Economie Social

Au Gabon, l’ordinateur ne suffit pas : il faut bâtir l’université du futur

Libreville, Lundi 20 octobre 2025 (Infos Gabon) – L’initiative présidentielle « Un étudiant, un ordinateur » est une promesse tenue, un geste symbolique fort, une main tendue à la jeunesse. Mais derrière l’image éclatante d’une jeunesse souriante recevant son outil numérique, une question plus vaste s’impose : qu’allons-nous en faire ?

Distribuer un ordinateur, c’est bien. Construire un écosystème éducatif qui donne sens à cet outil, c’est mieux. L’enjeu, ici, n’est pas tant la technologie que la cohérence : sans électricité stable, sans connexion Internet fiable, sans encadrement pédagogique, l’ordinateur risque de devenir un simple miroir de nos ambitions inachevées.

Un outil sans environnement devient un symbole sans utilité

Dans un pays où l’accès au logement étudiant demeure un luxe, où les bibliothèques manquent d’ouvrages récents et où l’encadrement académique reste inégal, la fracture numérique ne se résorbe pas à coups de matériel. Elle se comble par une vision d’ensemble : celle d’une éducation où le savoir, la technologie et la dignité marchent ensemble.

Le numérique peut transformer la vie de l’étudiant gabonais — lui permettre de suivre des cours en ligne, d’accéder aux bibliothèques virtuelles du monde, de créer, d’innover, de dialoguer avec le monde. Mais encore faut-il lui en donner les moyens.

À quoi bon un ordinateur flambant neuf si la connexion est intermittente, si les campus ferment à 18 heures, si la formation au digital se résume à des slogans ?

Former, accompagner, connecter

Il est temps de dépasser le geste politique pour bâtir une politique publique durable. L’État, les entreprises et les universités doivent s’unir dans une même vision : celle d’un Gabon apprenant et productif, où chaque ordinateur offert devient un instrument de transformation collective.

Associer des opérateurs comme Gabon Telecom, Airtel ou GVA, créer des centres de formation numérique dans chaque campus, garantir une maintenance technique et un accès Internet permanent, voilà la suite logique du programme. Faute de quoi, cette belle initiative risque de s’arrêter à la photo du jour.

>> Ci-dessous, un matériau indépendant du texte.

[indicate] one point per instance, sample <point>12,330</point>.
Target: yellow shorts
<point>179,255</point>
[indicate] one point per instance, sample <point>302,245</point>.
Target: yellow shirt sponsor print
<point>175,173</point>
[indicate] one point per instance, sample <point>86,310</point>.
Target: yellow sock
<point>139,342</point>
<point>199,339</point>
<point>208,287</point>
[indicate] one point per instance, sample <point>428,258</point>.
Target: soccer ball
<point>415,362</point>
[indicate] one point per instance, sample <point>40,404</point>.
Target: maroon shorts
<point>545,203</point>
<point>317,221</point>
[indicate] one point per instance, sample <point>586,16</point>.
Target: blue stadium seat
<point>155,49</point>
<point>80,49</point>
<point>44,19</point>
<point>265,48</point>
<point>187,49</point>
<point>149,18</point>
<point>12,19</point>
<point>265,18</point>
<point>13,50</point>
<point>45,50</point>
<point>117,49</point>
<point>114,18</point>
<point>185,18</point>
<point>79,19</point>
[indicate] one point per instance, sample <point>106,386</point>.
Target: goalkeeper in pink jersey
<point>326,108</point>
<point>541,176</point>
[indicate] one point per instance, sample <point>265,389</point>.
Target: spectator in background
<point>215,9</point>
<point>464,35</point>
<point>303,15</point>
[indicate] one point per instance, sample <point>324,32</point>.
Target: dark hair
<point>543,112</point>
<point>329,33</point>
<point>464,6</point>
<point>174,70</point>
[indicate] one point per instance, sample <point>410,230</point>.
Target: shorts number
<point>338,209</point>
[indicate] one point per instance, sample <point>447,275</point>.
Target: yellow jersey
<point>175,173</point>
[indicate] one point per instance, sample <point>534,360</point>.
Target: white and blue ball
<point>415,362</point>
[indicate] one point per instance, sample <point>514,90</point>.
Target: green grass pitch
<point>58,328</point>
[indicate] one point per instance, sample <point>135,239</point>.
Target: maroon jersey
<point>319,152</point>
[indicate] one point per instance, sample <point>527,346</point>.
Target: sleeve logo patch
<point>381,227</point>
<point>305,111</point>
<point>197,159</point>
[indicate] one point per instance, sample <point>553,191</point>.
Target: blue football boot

L’éducation n’est pas un gadget

L’éducation, comme l’a souligné Nelson Mandela en disant que c’est “l’arme la plus puissante que l’on puisse utiliser pour changer le monde”, et selon Émile Durkheim, elle est l’action des générations adultes sur les plus jeunes, afin de les préparer à la vie sociale, “ne doit donc pas être un acte ponctuel, mais un écosystème”. C’est un souffle continu, une organisation cohérente qui exige pédagogie, suivi, exigence et moyens.

Le geste du Chef de l’État ouvre une brèche d’espérance. Mais il appelle aussi à une introspection collective : quelle place voulons-nous donner à la connaissance dans la société gabonaise ?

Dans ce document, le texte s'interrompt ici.